Rickie Weeks' home run was his first professional inside-the-park home run. He said he knew he had a chance when he saw the ball bound away from Astros center fielder Jason Bourgeois. By the time Bourgeois got to the ball, Weeks was rounding third and he beat the throw home.
It was Weeks' 23rd home run of the season and the seventh time this year that he had led off the game with a home run, which set a Brewers' team record.
"It was a great way to start the game," he said.
Randy Wolf (8-9), who was forced to leave his last start on Sunday against the Astros in the seventh inning when he was hit on the wrist by a ball hit by Hunter Pence, got the victory. He gave up two runs on nine hits in 6 2/3 innings.
Kameron Loe got the final out of the seventh inning. Loe, Zach Braddock and Todd Coffey combined to pitch a scoreless eighth inning. Trevor Hoffman pitched a scoreless ninth inning to get his sixth save of the season in 11 chances. It was his first save since May 7 against Arizona and the 597 of his career.
Brett Myers (8-7) took the loss for the Astros as he gave up four runs on seven hits in six innings. It was the Astros third straight loss after putting together a seven-game winning streak.
By going at least six innings, Myers extended his franchise record for consecutive 6-plus innings starts to begin a season to 23, which is tops in the Major Leagues in 2010. The last pitcher to start the season with at least 23 starts of six innings or more was Curt Schilling, who had 35 straight in 2002 with Arizona.
Myers said he is not paying attention to the streak, but was frustrated with the way he pitched in the first and sixth innings as he gave up four total runs.
"The thing that I'm frustrated is when you make good pitches you're supposed to get outs," he said."
Astros manager Brad Mills said Myers gave the Astros a chance to stay in the game.
"I say it every time, he's been unbelievable all year long," he said.

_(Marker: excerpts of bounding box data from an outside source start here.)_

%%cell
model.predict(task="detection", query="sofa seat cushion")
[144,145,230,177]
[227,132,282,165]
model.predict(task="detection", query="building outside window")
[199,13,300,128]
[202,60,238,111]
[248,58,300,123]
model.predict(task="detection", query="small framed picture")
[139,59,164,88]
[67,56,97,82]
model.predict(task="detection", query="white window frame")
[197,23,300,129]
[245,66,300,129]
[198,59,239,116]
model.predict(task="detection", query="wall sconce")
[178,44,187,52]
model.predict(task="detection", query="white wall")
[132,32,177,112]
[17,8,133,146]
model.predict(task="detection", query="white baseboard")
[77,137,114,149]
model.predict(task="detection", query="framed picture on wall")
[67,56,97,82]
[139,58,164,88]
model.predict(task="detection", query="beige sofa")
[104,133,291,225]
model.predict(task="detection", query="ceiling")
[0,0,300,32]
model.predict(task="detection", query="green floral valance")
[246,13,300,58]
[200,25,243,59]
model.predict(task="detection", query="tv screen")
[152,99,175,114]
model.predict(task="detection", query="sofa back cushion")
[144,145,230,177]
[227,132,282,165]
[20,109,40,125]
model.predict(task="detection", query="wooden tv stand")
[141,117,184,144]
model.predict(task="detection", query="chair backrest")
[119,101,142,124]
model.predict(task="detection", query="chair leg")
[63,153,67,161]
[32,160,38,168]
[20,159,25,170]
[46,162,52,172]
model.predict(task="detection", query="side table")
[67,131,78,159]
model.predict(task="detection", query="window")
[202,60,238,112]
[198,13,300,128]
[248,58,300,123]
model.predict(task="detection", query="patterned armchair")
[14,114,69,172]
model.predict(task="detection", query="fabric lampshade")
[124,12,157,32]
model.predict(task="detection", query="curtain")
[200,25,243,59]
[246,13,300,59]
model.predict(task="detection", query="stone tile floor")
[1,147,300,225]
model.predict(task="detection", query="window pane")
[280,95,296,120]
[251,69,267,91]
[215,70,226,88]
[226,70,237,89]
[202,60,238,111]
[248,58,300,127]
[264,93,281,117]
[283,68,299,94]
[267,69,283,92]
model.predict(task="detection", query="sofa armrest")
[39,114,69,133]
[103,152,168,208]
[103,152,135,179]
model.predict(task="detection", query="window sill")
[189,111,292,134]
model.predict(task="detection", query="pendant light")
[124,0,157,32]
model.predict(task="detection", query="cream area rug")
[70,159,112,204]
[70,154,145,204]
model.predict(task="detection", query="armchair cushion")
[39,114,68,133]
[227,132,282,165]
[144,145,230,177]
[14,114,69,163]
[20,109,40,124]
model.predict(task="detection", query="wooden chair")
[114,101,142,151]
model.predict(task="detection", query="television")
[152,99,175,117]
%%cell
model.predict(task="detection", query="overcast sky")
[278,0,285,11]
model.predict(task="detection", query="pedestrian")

Pence's fifth inning single extended his hitting streak to 13 straight games. It is his longest streak since he also had a 13-game hitting streak in August 2008. ... Brewers manager Ken Macha recorded his 500th career win. Overall, he has 500-421 record. ... Hoffman's appearance tied him with Jose Mesa and Less Smith for the ninth most games pitched in Major League Baseball history with 1,022.